Error in indexing API

I’m trying to index more than 6000 document to a corpus, I use 100 concurrent connection in order to speed up the process using Python 3.10.13, I’m getting some errors back from some requests
Here are all the different errors that have occurred:

('Connection aborted.', RemoteDisconnected('Remote end closed connection without response'))
HTTPSConnectionPool(host='api.vectara.io', port=443): Max retries exceeded with url: /v1/index (Caused by SSLError(SSLEOFError(8, '[SSL: UNEXPECTED_EOF_WHILE_READING] EOF occurred in violation of protocol (_ssl.c:1007)')))
Status Code: 429

And here is the piece of code I use for indexing:

def load_url(filename, index):
            
            with open(os.path.join(folder_path, filename), "r") as json_file:
                    document = json.load(json_file)

            payload = {
                "customer_id": config.ZIR_CUSTOMER_ID,
                "corpus_id": corpus_id,
                "document": document
            }

            headers = {
                "Authorization": jwt_token['token_type'] + ' ' + jwt_token['access_token'],
                "customer-id": f'{config.ZIR_CUSTOMER_ID}',
                "Content-Type": "application/json",
            }
            try:
                ans = requests.post(url="https://api.vectara.io/v1/index", headers=headers, data=json.dumps(payload))
                status_code = ans.status_code
                if status_code != 200:
                    print(status_code)
                    index, status_code = load_url(filename, index)
            except Exception as exc:
                print(filename)
                print(exc)
                index, status_code = load_url(filename, index)
            return index, status_code

I have also got another error with the authentication URL trying to get the token

urllib3.exceptions.MaxRetryError: HTTPSConnectionPool(host='zir-prod-1353344576.auth.us-west-2.amazoncognito.com', port=443): Max retries exceeded with url: /oauth2/token (Caused by NewConnectionError('<urllib3.connection.HTTPSConnection object at 0xffff83f7ee30>: Failed to establish a new connection: [Errno -3] Temporary failure in name resolution'))
requests.exceptions.ConnectionError: HTTPSConnectionPool(host='zir-prod-1353344576.auth.us-west-2.amazoncognito.com', port=443): Max retries exceeded with url: /oauth2/token (Caused by NewConnectionError('<urllib3.connection.HTTPSConnection object at 0xffff83f7ee30>: Failed to establish a new connection: [Errno -3] Temporary failure in name resolution'))

Hi hossam,

Apologies for the late response.

When you are sending several requests to the same endpoint, the recommended practice is to use the same underlying connection. Not only is it faster (you don’t have to open a new connection in each request), it will also consume lesser resources (connections are expensive).

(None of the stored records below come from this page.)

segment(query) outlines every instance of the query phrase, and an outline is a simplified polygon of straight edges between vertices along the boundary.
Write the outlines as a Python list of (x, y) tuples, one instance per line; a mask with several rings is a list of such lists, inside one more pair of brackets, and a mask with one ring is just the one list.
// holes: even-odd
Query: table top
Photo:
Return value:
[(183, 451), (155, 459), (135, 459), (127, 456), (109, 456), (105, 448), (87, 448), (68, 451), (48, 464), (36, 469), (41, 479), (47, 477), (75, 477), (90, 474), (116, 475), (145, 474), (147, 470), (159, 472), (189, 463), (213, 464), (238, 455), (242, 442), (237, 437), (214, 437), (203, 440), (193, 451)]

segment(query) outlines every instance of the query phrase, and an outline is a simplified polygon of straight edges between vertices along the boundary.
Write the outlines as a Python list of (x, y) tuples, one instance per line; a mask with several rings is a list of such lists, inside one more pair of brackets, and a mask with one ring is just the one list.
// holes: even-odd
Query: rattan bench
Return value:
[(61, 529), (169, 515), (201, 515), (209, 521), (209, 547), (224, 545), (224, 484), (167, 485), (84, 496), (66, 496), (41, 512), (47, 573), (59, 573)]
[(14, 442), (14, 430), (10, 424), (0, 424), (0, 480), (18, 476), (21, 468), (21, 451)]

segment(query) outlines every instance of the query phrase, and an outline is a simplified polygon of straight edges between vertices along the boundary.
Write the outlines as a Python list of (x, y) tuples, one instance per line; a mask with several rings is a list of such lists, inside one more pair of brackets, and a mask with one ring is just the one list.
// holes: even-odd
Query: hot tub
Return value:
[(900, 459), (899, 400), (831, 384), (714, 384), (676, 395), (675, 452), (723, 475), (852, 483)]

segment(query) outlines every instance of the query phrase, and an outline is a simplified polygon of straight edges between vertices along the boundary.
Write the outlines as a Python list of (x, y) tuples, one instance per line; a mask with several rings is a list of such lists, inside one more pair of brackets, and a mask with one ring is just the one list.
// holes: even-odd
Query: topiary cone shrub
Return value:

Can you please try that and see if that resolves your issue? In Python, you can simply do session = requests.Session(), and then all post requests can use the session object (e.g., session.post(url=....

Please give it a try and let us know the result.

Regards

Thanks Tallat,
I will give it a try next time and will report back if I still have errors, but for the authentication API it was just a one request.